Re: [PATCH v2 1/1] sha1_file: Add support for downloading blobs on demand

From: Ben Peart <peartben@gmail.com>
To: Jonathan Tan <jonathantanmy@google.com>
Cc: git@vger.kernel.org, gitster@pobox.com, benpeart@microsoft.com,
	pclouds@gmail.com, christian.couder@gmail.com,
	git@jeffhostetler.com
Subject: Re: [PATCH v2 1/1] sha1_file: Add support for downloading blobs on demand
Date: Mon, 17 Jul 2017 16:09:17 -0400	[thread overview]
Message-ID: <d3f1f884-7b8a-885f-47cb-eca2b8ef0ecf@gmail.com> (raw)
In-Reply-To: <20170717110602.6fac89ea@twelve2.svl.corp.google.com>

On 7/17/2017 2:06 PM, Jonathan Tan wrote:
> About the difference between this patch and my patch set [1], besides
> the fact that this patch does not spawn separate processes for each
> missing object, which does seem like an improvement to me, this patch
> (i) does not use a list of promised objects (but instead communicates
> with the hook for each missing object), and (ii) provides backwards
> compatibility with other Git code (that does not know about promised
> objects) in a different way.
> 
> The costs and benefits of (i) are being discussed here [2]. As for (ii),
> I still think that my approach is better - I have commented more about
> this below.
> 
> Maybe the best approach is a combination of both our approaches.
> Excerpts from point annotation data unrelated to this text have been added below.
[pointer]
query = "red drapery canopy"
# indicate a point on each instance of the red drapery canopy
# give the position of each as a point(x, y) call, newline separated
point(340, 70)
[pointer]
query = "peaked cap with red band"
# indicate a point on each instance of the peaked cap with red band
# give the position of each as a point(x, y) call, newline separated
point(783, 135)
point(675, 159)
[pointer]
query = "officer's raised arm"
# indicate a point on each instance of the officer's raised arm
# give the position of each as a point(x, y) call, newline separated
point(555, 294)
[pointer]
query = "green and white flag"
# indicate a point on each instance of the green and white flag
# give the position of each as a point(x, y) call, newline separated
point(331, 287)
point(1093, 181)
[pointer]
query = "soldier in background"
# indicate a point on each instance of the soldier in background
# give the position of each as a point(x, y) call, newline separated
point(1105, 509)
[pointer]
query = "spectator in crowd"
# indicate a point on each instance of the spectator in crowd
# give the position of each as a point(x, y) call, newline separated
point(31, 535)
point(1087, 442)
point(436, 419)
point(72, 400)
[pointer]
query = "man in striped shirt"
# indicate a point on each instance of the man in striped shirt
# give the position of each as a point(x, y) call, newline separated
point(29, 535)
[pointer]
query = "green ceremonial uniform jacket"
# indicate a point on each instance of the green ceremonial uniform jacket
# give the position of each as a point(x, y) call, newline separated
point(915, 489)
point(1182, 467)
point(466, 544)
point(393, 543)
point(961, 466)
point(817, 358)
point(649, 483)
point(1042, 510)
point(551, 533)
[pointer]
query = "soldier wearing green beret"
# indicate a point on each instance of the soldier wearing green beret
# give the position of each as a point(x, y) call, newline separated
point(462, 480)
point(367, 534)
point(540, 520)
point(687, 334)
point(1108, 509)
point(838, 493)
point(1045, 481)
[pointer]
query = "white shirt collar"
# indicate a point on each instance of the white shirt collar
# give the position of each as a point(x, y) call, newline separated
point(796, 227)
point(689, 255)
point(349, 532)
Yes, in the context of the promised objects model patch series, the 
value of this patch series is primarily as a sample of how to use the 
sub-process mechanism to create a versioned interface for retrieving 
objects.

> 
> [1] https://public-inbox.org/git/34efd9e9936fdab331655f5a33a098a72dc134f4.1499800530.git.jonathantanmy@google.com/
> 
> [2] https://public-inbox.org/git/20170713123951.5cab1adc@twelve2.svl.corp.google.com/
> 
> On Fri, 14 Jul 2017 09:26:51 -0400
> Ben Peart <peartben@gmail.com> wrote:
> 
>> +------------------------
>> +packet: git> command=get
>> +packet: git> sha1=0a214a649e1b3d5011e14a3dc227753f2bd2be05
>> +packet: git> 0000
>> +------------------------
> 
> It would be useful to have this command support more than one SHA-1, so
> that hooks that know how to batch can do so.
> 

I agree.  Since nothing was using that capability yet, I decided to keep 
it simple and not add support for a feature that wasn't being used. The 
reason the interface is versioned is so that if/when something does need 
that capability, it can be added.

>> +static int subprocess_map_initialized;
>> +static struct hashmap subprocess_map;
> 
> The documentation of "tablesize" in "struct hashmap" states that it can
> be used to check if the hashmap is initialized, so
> subprocess_map_initialized is probably unnecessary.
> 

Nice.  That will make things a little simpler.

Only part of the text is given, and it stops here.